Knight Financial Services (formerly Lender Processing Services) reports that
home values in the U.S. as of December remained within 14 percent of
the peak reached in 2006. Measured by
Black Knight's Home Price Index (HPI) the national single family home price was
$232,000 in January, unchanged from December and 8.0 percent above the $215,000
HPI in January 2013. Year over year price appreciation slowed by 0.4 percent.
The pace of appreciation varies greatly by state. Prices in California saw the best year-over-year growth (+14.8%) among the 20 largest states while New York experienced the best month-over-month gains in that same cohort (+0.6 percent).
Ohio led the field heading in the other direction, with the fastest rate of depreciation (-0.9 percent) for a state and for a metro area (-1.1 percent in Cleveland). Also in contrast to California, Ohio only gained 3.1 percent year-over-year, but there's a catch. Whereas California remains 24.7 percent away from the 2006 price peak, Ohio is only 12.7 percent away--outpacing the national average of 14 percent.

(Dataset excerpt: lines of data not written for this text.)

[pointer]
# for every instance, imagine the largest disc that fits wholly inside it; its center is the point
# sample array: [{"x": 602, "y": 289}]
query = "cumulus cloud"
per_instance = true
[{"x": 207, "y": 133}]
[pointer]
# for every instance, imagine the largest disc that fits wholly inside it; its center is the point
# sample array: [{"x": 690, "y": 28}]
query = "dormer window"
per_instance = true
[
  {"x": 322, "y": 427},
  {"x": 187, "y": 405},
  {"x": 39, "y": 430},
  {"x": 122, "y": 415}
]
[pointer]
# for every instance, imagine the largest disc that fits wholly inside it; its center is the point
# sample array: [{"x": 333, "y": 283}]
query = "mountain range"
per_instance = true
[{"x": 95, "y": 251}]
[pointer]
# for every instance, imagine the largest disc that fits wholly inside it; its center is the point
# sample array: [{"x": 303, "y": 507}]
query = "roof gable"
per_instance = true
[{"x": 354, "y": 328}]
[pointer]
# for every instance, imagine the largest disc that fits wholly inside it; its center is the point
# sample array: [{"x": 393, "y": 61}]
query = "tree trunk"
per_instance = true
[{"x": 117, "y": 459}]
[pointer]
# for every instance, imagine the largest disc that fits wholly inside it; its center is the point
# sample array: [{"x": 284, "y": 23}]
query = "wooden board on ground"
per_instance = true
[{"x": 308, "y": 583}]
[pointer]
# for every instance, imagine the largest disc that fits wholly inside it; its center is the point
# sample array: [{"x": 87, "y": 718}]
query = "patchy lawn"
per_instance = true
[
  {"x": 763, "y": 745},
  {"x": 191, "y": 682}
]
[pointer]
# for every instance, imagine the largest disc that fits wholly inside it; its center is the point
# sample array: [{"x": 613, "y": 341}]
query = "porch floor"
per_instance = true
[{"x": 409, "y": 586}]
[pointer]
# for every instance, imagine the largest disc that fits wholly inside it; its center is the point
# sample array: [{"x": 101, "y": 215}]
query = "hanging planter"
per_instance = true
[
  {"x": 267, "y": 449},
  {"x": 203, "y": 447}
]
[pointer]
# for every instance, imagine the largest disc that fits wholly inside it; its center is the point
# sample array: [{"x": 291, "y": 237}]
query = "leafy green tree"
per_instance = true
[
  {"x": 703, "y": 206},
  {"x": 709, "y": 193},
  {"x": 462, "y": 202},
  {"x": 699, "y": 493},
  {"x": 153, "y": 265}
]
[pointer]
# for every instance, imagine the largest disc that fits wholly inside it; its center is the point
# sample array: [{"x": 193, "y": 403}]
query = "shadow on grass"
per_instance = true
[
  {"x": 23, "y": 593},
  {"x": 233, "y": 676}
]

Other states are even closer to previous peaks. These include Colorado ($256k vs $258k peak), New York ($329k vs $342k peak), and Texas ($186k vs $187k peak). Pennsylvania, Tennessee, and Massachusetts were all within 10% as well.
Several states were farther away from 2006 peaks than California in percentage terms. These include Florida (-34.1 percent), Arizona (-31.6 percent), and Illinois (-24.3 percent).
Knight bases its HPI on a repeat sales analysis of home prices from the
relevant month's residential real estate transactions combined with its loan-level
databases. The data covers 18,500 U.S.
ZIP codes and takes into account price discounts for REO and short sales.